Algún día ganarás el premio Planeta. Te lo digo yo, que sé de lo que hablo. Si cada vez que he escuchado esta frase me hubiesen dado un euro, os aseguro que, después de tantos años, ya tendría en mi cuenta los seiscientos mil que ayer se embolsó Santiago Posteguillo. Me lo decían cuando pergeñaba mis primeras novelas, o cuando gané mi primer certamen literario, hace casi veinte años. He asentido con paciencia y aburrimiento cuando me lo han soltado, a menudo al recoger algún premio de narrativa breve, o cuando publiqué La clave Pinner. En 2011, lo conté aquí, alguien sugirió mi nombre entre los finalistas antes de que se fallara el premio Planeta, salió en la prensa y mi teléfono se colapsó de llamadas de amigos preguntándome si de verdad estaba en Barcelona encerrado en la habitación de un hotel esperando a que se hiciera público el resultado de la votación. Y eso que ni siquiera me había presentado. Unas veces me hace gracia que me lo pregunten, otras, la mayoría, me resulta indiferente, pero confieso que en ocasiones me molesta. Al principio, era como si la obligación de un chaval que acaba de debutar en primera división fuese ganar el Balón de Oro. Como si te exigieran ser Messi o Cristiano Ronaldo porque se te daba bien manejar una pelota con los pies. Los premios literarios son otra cosa, ya lo sé, y ningún premio, planetario, sideral o comarcal, significa la máxima gloria que un escritor pueda alcanzar porque, además, a menudo la literatura y los laureles circulan por caminos diferentes. Pero no estoy hablando de eso. La mayoría de las veces te lo dicen con la ingenuidad de que quien no conoce el negocio de los libros,  pero también detectas, aunque son minoría -o no-, un tufillo a condescendencia. Incluso lo asumen como una obligación de la que no puedes escaquearte: oye, Andrés, a ver cuándo ganas el Planeta. Y sonríes para cambiar de tema, o te encoges de hombros.

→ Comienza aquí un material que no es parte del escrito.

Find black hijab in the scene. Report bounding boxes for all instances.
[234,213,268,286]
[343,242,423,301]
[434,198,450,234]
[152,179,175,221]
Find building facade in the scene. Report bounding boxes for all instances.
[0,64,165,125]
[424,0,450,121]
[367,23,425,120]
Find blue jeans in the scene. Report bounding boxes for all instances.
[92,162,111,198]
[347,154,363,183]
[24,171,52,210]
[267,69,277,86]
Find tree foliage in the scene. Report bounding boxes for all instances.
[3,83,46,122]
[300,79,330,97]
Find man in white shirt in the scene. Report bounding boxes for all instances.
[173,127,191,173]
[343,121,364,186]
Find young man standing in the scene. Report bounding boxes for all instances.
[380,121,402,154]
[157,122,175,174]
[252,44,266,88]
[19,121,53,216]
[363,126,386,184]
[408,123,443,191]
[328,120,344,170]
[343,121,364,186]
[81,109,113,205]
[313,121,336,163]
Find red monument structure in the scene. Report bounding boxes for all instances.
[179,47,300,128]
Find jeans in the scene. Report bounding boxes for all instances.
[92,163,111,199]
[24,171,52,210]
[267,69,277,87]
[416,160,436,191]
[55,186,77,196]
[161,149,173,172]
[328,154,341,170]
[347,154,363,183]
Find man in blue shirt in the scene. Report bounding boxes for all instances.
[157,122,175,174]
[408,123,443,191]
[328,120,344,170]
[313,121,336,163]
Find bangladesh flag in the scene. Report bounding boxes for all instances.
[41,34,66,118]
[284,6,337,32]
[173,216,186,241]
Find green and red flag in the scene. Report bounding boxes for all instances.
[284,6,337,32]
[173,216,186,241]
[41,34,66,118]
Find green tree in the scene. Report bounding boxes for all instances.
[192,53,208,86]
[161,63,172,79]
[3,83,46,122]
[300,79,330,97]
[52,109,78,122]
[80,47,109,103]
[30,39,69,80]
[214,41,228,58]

Me gusta lo que hago, creo que no se me da mal y me va bien en mi oficio. Peor me iría si  la meta fuese ganar premios. A nadie le amargan seiscientos mil euros, claro que no, ni la promoción que suponen, pero también se puede vivir bien y ser razonablemente feliz sin que te toque la lotería. En realidad, lo que suceda desde el momento en que entrego una novela a mi agente me compete muy poco. Y, sinceramente, cada vez me preocupa menos. Creo que hasta que empecé a escribir Los dioses cansados no me sacudí de encima cierto lastre que me acompañaba desde que me sumergí en el primer borrador de La clave Pinner. Un cuarto de siglo atrás me debatía entre la angustia –legítima, pero desaconsejable de no saber si algún editor estaría lo bastante loco para confiar en un escritor desconocido y la ilusión de quien se adentra en un territorio donde todo está por descubrir. Después de publicar aquella primera novela me preguntaba si sería capaz de mantenerme en el oficio. Me estimulaba la incertidumbre, pero también me esforzaba en mantener a raya la presión que me provocaba que una editorial hubiese apostado claramente por mí y se gastase tanto dinero en llevarme de ciudad en ciudad para dar a conocer el libro. Escribí otra novela, y otra más. Las dos encontraron acomodo y fueron convenientemente promocionadas, distribuidas y leídas. Luego, entre otros muchos textos, parí una novela que acabó ganando un premio prestigioso y llegó a muchos lectores, pero, como las expectativas crecían, también aumentaba la presión. Nunca es suficiente. Siempre hay algo más, algo que tú quieres o que los demás esperan que pase. Hasta que un día dejó de importarme: disfrutaría de lo que hacía, como siempre disfruté desde el principio, pero cada vez más convencido de que muy poco de lo que pase tras poner la palabra fin depende de mí. Así que, si volvéis a preguntarme por el Planeta, o por el Nobel, o si me decís, aunque sea con cariño, que dentro de nada seré tan famoso como el maestro Pérez-Reverte, o que mis libros os gustan más que los de Ken Follet, entenderéis que os cambie de tema.